Produced by Kappa BioSciences, the K2Vital branded ingredient is a synthetic form of Vitamin K2 menaquinone-7 (MK-7).
The ingredient, which is derived from two flower extracts (geraniol and farnesol), is being positioned as an alternative to the natural soy-based MK-7 products currently on the market.
Kappa will start by supplying it to the dietary supplement market in the United States while it also prepares a GRAS (generally recognized as safe) dossier for its use in foods and beverages in the country. The firm will be working with a distributor in the US, and expects to announce the name of its partner within the next few weeks.
Kappa also plans to target the European market for both foods and supplements, but must first await approval from European regulators.
“We’ve submitted our data to a European member state for evaluation, but we have no idea when we’ll hear from them,” said CEO Dr Egil Greve.
Bioavailability, efficacy, safety
Kappa was established in its current form at the end of 2006, and since then the company has been focusing exclusively on research to back its ingredient, said Greve. It has completed four studies on K2Vital, which test its efficacy and bioavailability both in animals and humans, as well as a 90-day toxicity trial in rats. The studies have not yet been published.
The ingredient is developed via a proprietary technology, which allows for the manufacture of an product of up to 98 per cent purity, which is then diluted down to the concentrations required by customers (usually between 0.1 and 0.2 per cent grades).

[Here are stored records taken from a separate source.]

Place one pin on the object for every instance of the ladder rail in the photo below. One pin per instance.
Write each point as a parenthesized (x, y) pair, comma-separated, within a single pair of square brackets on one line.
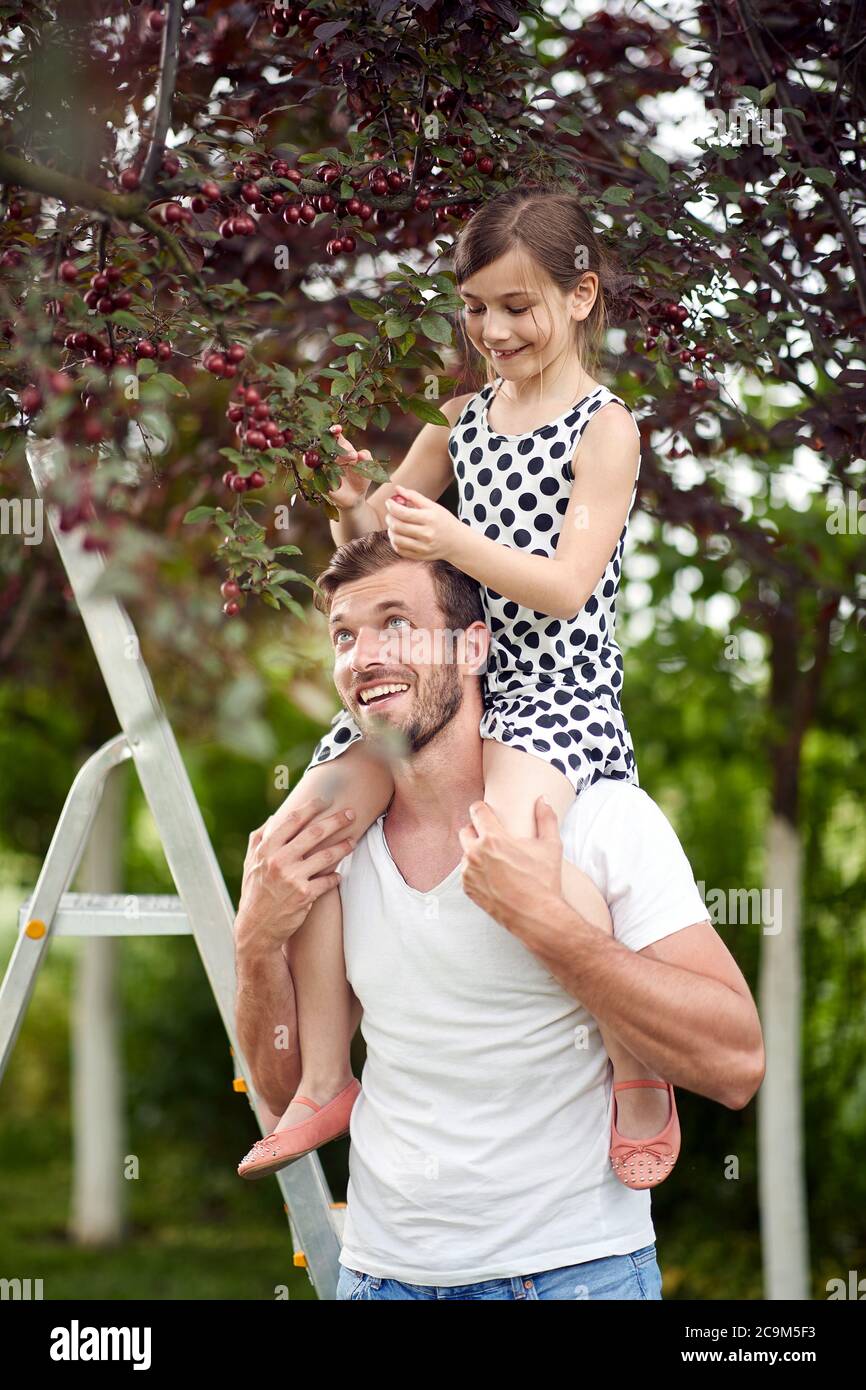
[(185, 841), (59, 869)]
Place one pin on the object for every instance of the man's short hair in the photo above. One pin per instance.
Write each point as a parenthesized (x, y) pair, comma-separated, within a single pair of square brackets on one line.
[(458, 594)]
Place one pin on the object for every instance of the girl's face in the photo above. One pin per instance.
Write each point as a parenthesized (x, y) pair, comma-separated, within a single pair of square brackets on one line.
[(508, 319)]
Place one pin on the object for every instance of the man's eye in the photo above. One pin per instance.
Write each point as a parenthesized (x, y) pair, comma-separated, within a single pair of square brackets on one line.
[(395, 617)]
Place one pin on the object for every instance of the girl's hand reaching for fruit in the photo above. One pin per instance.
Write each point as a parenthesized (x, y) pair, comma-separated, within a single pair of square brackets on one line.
[(419, 528), (352, 485)]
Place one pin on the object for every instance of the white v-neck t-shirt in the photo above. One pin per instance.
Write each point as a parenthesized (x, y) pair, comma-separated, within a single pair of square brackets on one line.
[(480, 1139)]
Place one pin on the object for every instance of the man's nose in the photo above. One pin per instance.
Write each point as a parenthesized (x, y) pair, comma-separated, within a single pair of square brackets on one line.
[(374, 647)]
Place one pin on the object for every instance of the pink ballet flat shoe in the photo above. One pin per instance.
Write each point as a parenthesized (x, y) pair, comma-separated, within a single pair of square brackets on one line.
[(645, 1162), (284, 1147)]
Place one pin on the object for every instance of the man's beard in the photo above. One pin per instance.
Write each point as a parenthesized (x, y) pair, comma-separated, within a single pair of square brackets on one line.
[(435, 705)]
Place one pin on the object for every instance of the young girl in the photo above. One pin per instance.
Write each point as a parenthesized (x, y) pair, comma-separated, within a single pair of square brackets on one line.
[(546, 463)]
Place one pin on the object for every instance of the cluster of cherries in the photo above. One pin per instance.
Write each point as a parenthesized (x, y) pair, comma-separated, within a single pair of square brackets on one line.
[(224, 362), (256, 428), (102, 295), (676, 316)]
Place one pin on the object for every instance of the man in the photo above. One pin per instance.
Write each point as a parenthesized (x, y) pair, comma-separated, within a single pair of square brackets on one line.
[(478, 1158)]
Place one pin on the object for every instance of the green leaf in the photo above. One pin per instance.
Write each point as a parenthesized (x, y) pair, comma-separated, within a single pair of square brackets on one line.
[(655, 166), (435, 327), (427, 412), (278, 576), (167, 384), (364, 309), (820, 175)]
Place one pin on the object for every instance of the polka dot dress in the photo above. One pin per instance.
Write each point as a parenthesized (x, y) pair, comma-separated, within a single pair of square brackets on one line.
[(552, 685)]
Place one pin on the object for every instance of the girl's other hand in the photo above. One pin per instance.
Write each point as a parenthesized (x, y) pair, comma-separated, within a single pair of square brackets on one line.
[(352, 485)]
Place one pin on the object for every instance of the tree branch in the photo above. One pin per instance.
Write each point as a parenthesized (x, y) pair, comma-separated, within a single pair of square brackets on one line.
[(168, 71)]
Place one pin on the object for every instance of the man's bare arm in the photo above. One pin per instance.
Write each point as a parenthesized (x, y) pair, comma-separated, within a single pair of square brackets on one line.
[(266, 1016), (679, 1005), (284, 873)]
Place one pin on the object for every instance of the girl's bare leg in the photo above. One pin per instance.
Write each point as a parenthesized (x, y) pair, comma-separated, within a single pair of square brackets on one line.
[(362, 781), (512, 783)]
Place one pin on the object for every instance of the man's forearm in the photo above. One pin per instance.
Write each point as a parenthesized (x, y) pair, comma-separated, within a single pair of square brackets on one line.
[(266, 1022), (353, 523), (692, 1030)]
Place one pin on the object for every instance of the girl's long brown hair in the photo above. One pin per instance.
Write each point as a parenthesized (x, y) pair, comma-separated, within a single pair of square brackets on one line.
[(553, 230)]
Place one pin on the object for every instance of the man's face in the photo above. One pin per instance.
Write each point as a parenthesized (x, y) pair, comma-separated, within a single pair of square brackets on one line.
[(387, 630)]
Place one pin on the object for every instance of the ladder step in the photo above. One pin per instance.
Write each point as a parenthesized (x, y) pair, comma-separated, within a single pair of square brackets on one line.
[(116, 915)]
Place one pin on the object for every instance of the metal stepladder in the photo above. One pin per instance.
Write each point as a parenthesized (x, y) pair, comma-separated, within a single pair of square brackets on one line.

The purification technology is also what allows for a lower price, said Greve. “Once we get up in volumes we have a much cheaper production process than that for soy-based ingredients,” he told NutraIngredients.com. He said the ingredient could come at $100 less per kg of 0.1 per cent formulation, based on current market prices. This is equivalent to a 20 per cent reduction in costs, he claimed.
Synthetic vs natural
Manufacturers of soy-derived MK-7 contacted by this publication suggested that the market is not yet ready for synthetic forms of the vitamin, even at lower prices. They would not discuss their own prices.
However, Kappa said it was not concerned about the synthetic characterisation of its ingredient.
“Kappa feels the market is ready and willing to accept a high quality, verifiable MK7 product regardless of the form or necessary production steps. The facts are that the starting material is extracted from two flower species. Following that extraction there are some reactions that would suggest the process may be better characterized as ‘synthetic’ versus natural, however the result is high purity MK7 product that can be assayed for and totally accounted for both qualitatively and quantitatively.”
K2Vital has been “extensively tested” for molecular identity using the standard HPLC method, said the firm. The HPLC chromatograms, it said, showed similar peaks for K2Vital as for natural natto derived MK-7.
K – benefits and forms
There are two main forms of vitamin K: phylloquinone, also known as phytonadione, (vitamin K1) which is found in green leafy vegetables such as lettuce, broccoli and spinach, and makes up about 90 per cent of the vitamin K in a typical Western diet; and menaquinones (vitamins K2), which make up about 10 per cent of Western vitamin K consumption and can be synthesised in the gut by microflora.
Menaquinones (MK-n: with the n determined by the number of prenyl side chains) can also be found in the diet; MK-4 can be found in animal meat, MK-7, MK-8, and MK-9 are found in fermented food products like cheese, and natto is a rich source of MK-7.
Vitamin K has been shown to boost bone health and reduce the risk of osteoporosis. A significant body of evidence also exists supporting a role for the vitamin in enhancing cardiovascular health. Emerging evidence also supports a potential role for reducing the risk of prostate cancer, and boosting joint health.